二人の不審者は、猿轡をしたまま目を白黒して居たが。観念したように下を向いた。
素早く接近した3人の警官が捕縄を受け取り
「カン・ソンシ様有難うございます、確かに受け取りました」神田警視応える。
局長のパトカーと護送車も近くに来て、神田警視と二階堂警部が、護送車に連れて行き、押し込んでいる。
「あの二人の荷物を持ってきます」とカンさんが再びクルーザーに戻り、大型のザックを持って来たが重そうだ。
マイケルと二階堂警部が静かに持ち上げ、ワゴン車に載せる。
神田警視が、戻って来てカンさんの傍に行き小声で
「今晩尋問するのですが、何か参考に成ることが有ったら、お知らせ願えませんかね」と、頼んでいる。

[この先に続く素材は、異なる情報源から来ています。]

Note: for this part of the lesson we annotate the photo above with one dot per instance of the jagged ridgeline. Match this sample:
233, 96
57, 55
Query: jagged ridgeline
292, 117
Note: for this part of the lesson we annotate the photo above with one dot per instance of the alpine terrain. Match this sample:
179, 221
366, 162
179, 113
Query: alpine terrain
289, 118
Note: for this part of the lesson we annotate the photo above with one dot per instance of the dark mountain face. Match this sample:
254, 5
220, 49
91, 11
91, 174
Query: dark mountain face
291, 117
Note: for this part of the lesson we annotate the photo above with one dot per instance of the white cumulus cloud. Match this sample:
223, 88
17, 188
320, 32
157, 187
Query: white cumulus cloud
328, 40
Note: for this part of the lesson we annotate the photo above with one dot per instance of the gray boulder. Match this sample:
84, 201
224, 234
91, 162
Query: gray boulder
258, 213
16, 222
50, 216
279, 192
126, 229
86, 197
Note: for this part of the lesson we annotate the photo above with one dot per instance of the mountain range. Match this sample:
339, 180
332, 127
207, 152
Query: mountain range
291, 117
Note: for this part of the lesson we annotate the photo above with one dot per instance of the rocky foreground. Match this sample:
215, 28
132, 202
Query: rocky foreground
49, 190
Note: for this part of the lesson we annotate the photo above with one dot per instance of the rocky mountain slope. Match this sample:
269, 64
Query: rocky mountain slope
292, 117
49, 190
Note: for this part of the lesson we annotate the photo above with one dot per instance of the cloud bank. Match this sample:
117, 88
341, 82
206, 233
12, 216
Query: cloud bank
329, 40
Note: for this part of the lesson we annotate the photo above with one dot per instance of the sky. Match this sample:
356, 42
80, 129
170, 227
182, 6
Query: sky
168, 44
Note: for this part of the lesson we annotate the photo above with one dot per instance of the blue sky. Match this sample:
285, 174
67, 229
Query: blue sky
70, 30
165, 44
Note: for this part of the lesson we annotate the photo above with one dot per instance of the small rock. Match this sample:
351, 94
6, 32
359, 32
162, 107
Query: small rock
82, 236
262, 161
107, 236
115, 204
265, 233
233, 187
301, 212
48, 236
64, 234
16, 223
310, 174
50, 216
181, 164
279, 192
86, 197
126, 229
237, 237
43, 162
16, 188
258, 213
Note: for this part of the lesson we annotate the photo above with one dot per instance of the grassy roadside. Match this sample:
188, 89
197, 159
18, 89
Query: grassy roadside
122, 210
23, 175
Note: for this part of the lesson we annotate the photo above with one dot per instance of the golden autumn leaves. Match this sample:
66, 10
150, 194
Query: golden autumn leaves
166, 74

「特に思いつかないのですが、この船を私の艇庫に入れて戻り、ご一緒しても良いですよ」とイとも簡単に承諾して呉れた。
「じゃぁ時間と場所は後で電話しますから、警備艇にお礼をして下さい」
「そうね後で電話するからお家に帰って、お家族を安心させて」とシンディーが仕切る
ヤン局長が傍に寄り「カンさん有難うね、あなたは英雄ですから何時でも良いですから遊びに来て下さい」と笑顔で握手
「来るときは電話して下さいよ、美味しいワインが有ったら、忘れないでね」と局長もしっかりおねだりを忘れない。
「私の方も色々ご迷惑をお掛けしました、有難うございました」と握手しながら丁寧に頭を下げて礼を愛し、身軽にクルーザーに飛び乗る。
警笛を短く鳴らしクルーザーは岸壁を離れる。
海上の高速道下に係留している、公安の海上警備艇に近づいてゆく。